An overall assessment might look like this:

When you automate your medical practice, it's a good idea to identify high value areas.


Perform Small, Cheap Experiments

If you are able to break processes up, you can experiment with different tools, people, and technologies to help you accomplish your goal of automation. Remember, rarely is there a silver bullet, so if something sounds too good to be true, it probably is. Thus, if you can avoid committing to long-term contracts or ensure those contracts are performance-based it might be a good idea.

Empower A Change Maker

In my experience, it’s rare that  the people doing the actual process are the same people you want to be helping you automate the process.  Normally, those folks are incredibly great employees who enjoy structure, following processes, and accomplishing tasks. 

To automate a task, you need a problem solver to recognize the importance of the task, understand the required end result, and perceive the steps needed to implement it successfully.

Do The Entire Job Step-by-Step

The key to firmly getting a grip on the process and what is being done is to perform the whole task, beginning to end, yourself. 

Early on in my career, I would do the entire process myself and it helped me become the expert I am today. I still do that on occasion for new tasks to help truly understand and identify areas for improvement and potential opportunities.

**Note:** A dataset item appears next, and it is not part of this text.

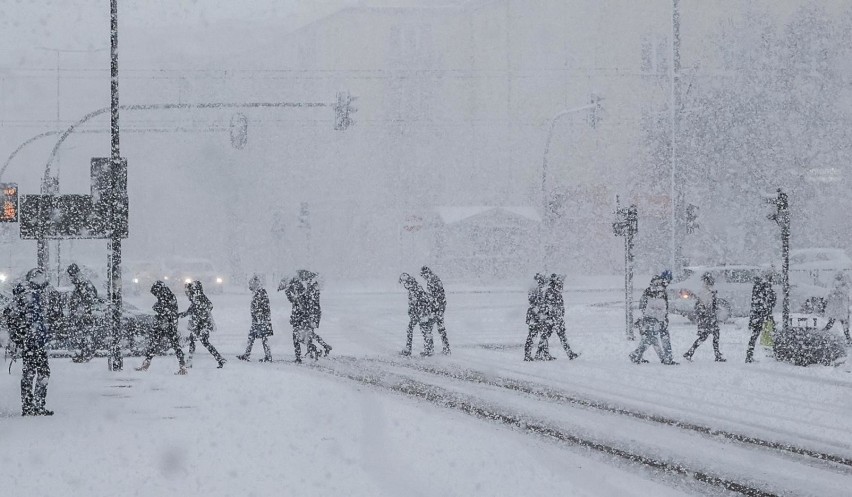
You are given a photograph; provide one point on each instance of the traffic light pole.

Leverage Proven Technology

There are tons of tools and software that allow you to streamline and automate processes.  Google, Zapier, Amazon, Salesforce, and numerous others have tools and technologies that can be effectively used to automate processes. I encourage people to stick with a limited toolset, measure the ROI, take baby steps into solutions, and be brutally honest as to what is and what is not. Numerous times I have purchased a product expecting it to solve a problem, but I either didn't have the resources/time or didn’t get the right product to do what I needed.  Sometimes we think buying a product will solve the actual problem, yet if we don’t have the team or people to help, it will fail. That said, with the right team and technology you can save yourself quite a bit of time and expense. In some cases it is estimated that up to 30% of Medical processes will be automated over the next 20 years.

Learn and Repeat

Once you get something that works, do it again and again. If you find an employee who is able to tackle these automations, or maybe a vendor who helps or a combination of both, spend the money, dedicate the time and build out the systems that allow for the business to run while you sleep.

Keep an attitude of constant improvement, with the knowledge that you will be perfect. But  realize that over time you can make great strides, knowing that there will be a few setbacks along the way, but don’t lose heart, keep going.

Find Good Partners

Look for vendors, who will tell you the truth, not just what you want to hear. If someone promises the moon be skeptical.  Any of us who have been in medical for a long time, know that technology often doesn’t talk to one other and this results in processes that take longer and cost more. That said, there are lots of quality people who want to help your practice by providing solutions to help you serve your patients. Once you find a good one, gain all the knowledge you can, and recommend them to others.